Neurons that are active, or firing, in sequence are said to be oscillating. Oscillating neurons are important for certain rhythmic behaviors, such as walking or, in the case of the crab stomach, the grinding action of teeth to chew food. Oscillating neurons depend on carefully balanced levels of chemicals, or neuromodulators, to maintain the rhythm of firing. Dr. Rosenbaum discussed his work examining how rhythms can be maintained even in the absence of some necessary neuromodulators. His work highlights how networks can maintain balance by increasing the amounts of some neuromodulators to compensate for the loss of others.

Motor circuit output for stereotypic movements has to be robust against external and internal perturbations. Both intrinsic neuronal properties and synaptic strengths are targets of neuromodulation. In the well-studied stomatogastric nervous system (STNS) of the crab Cancer borealis, the specific motor output generated by each neuromodulator depends on the subset of neurons affected.

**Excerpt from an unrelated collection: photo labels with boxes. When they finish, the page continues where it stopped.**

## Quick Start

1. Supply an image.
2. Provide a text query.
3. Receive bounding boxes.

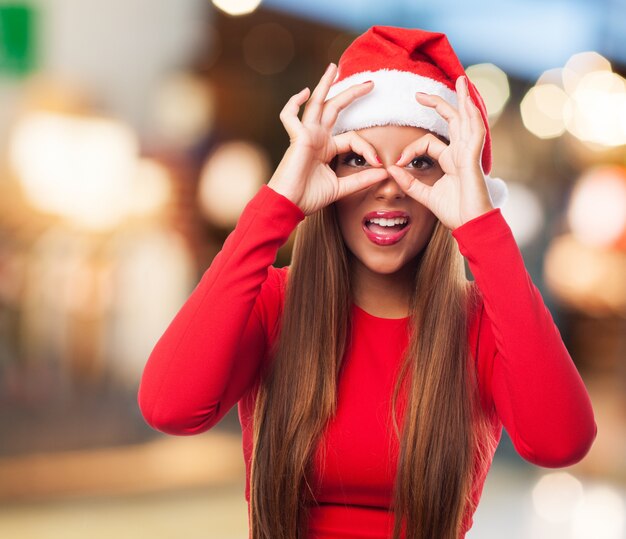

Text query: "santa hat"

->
[326,26,507,207]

Here we show that the modulators oxotremorine/pilocarpine, CabTRP1a, and red pigment concentrating hormone (RPCH) still elicit a form of the pyloric rhythm in the absence of action potentials in TTX, graded synaptic inhibition maintaining the underlying slow-wave. Proctolin, crustacean cardioactive peptide (CCAP), and TNRNFLRFamide do not evoke a pyloric rhythm in TTX. Interestingly, all of these modulators activate the same ionic conductance. Oxotremorine rhythms with and without TTX have a similar period — both are faster than in the front-end on condition. The slow wave membrane potential oscillations look similar to the regular pyloric rhythm without spikes. CabTRP1a elicits a rhythm with a longer period compared to the intact STNS, becoming even slower in TTX. The shape of the slow wave looks similar to the oxotremorine waveform. RPCH elicits a pyloric rhythm with a regular pyloric frequency, but in combination with TTX a very different activity pattern emerges. In LP most of the oscillations drastically decrease in amplitude and stay in pyloric frequency, but interposed with these are large amplitude slow oscillations (25-40s). This rhythm is mainly LP driven and PD receives strong LP inhibition. In the isolated pacemaker kernel, oxotremorine oscillations still persist in the PD neuron with the same frequency, whereas oscillations in CabTRP1a are only rarely observed with reduced frequency.

Our data suggests that neuromodulator activation of the pacemaker kernel and graded synaptic inhibition can restore rhythmic activity in the absence of action potentials.